Presiding for decades at the console at St. Clotilde's Church in Paris, Franck contributed greatly to the celebrated French organ repertoire. A very late bloomer as a composer, he created all the works for which he is remembered during the last decade and a half of his life. His only symphony was written between 1886 and 1888 when he was in his mid-sixties. And one can hear the sumptuous sound of the organ, swelling rank by rank, in its rich orchestral textures and pealing brass climaxes.
Franck's musical idols were Bach, Beethoven, and Liszt. It was his reverence for Beethoven that inspired him to write a symphony—a form French composers of the 19th century rarely attempted. Berlioz's symphonies had been highly unconventional programmatic works, but Franck determined to write a "traditional" symphony, based on thematic development and following, though very freely, the established German symphonic forms. But it is Liszt's influence we hear most. Franck prominently uses Liszt's and Berlioz's principle of a motto or "idée fixe": a theme that recurs in different guises throughout the work. In Franck's hands, several motives and themes return in later movements to unify the work.
The first of these—a three-note questioning motive in the low strings—launches the opening movement. This question generates a lengthy slow introduction, brooding but also expectant. The questioning idea then erupts into a bold Allegro, but Franck immediately short circuits that and reprises the slow introduction in a higher key. After this, the Allegro finally takes wing and soon introduces us to the second of the symphony's motto themes: an optimistic tune rocking around the note A, which is introduced fortissimo by the full orchestra. After developing his materials, Franck recapitulates the slow introduction, its original brooding quality now transformed into a blaze of brass. A short but powerful coda decisively changes the question into a ringing affirmation in D major.
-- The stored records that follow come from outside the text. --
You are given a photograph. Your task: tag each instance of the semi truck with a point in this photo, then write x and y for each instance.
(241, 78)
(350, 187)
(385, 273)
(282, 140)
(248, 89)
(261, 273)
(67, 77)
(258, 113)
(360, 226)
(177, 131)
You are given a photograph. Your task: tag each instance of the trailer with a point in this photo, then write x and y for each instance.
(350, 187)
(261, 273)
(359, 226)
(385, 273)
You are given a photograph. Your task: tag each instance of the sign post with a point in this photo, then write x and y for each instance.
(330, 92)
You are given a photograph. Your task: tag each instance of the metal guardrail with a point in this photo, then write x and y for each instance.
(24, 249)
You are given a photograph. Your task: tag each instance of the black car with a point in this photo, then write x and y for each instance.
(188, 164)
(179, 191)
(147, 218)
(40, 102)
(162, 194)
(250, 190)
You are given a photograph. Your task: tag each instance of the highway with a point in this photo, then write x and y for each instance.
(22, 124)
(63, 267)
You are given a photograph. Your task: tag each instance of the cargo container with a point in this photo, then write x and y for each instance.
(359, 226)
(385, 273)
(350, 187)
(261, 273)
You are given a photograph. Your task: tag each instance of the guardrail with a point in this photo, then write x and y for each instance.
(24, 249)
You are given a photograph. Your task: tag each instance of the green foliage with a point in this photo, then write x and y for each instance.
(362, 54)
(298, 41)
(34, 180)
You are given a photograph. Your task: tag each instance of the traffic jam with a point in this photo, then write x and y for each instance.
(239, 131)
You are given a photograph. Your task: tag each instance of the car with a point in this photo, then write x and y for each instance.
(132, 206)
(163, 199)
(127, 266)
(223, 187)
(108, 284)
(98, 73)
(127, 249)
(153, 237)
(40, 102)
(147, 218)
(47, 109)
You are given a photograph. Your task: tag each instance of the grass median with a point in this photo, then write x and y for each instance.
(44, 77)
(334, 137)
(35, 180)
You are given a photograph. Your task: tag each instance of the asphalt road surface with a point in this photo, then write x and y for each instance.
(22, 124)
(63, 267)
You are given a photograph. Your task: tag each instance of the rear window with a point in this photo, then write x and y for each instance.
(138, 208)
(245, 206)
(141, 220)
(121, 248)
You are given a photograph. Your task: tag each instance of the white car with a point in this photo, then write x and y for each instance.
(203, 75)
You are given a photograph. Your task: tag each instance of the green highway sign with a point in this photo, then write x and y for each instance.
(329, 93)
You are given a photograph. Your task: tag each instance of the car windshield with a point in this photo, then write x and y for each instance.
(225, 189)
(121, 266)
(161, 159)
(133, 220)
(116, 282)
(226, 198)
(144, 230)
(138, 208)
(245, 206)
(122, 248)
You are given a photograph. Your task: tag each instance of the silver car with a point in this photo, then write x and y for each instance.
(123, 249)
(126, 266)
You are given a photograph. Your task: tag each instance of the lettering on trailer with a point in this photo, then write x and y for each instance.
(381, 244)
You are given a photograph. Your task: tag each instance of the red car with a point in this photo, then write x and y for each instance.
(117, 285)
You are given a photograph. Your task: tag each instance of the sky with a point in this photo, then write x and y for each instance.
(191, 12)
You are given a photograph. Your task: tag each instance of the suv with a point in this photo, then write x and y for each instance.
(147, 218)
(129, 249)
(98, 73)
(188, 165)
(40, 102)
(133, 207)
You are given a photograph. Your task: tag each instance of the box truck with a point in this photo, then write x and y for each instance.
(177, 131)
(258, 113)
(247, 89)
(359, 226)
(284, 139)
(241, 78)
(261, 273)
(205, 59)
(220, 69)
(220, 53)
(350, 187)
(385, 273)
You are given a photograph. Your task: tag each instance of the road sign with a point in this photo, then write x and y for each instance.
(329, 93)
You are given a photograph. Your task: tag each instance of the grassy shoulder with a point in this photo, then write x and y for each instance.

By contrast, the second movement is all French subtlety and delicate scoring, a combination of slow movement and scherzo. Harp and plucked strings outline the theme, then the English horn sings it in full: a grave and melancholy melody with an old-fashioned modal flavor. The remainder of the movement is devoted to variations on this theme. An extended section of rapid, fluttering string patterns contribute a scherzo lightness while retaining the theme's outline.
The finale opens boldly with an exultant tune that sounds oddly familiar. We find out why later in the movement when the first movement's optimistic second theme returns and proves to be a close cousin. Reminiscences of earlier music keep reappearing, led off by the return of the second movement's grave dance. The closing coda reprises the opening question motive, now combined with the optimistic theme and elevated by harps. But it is the finale's own exultant theme that finally sweeps aside nostalgia for a joyous conclusion.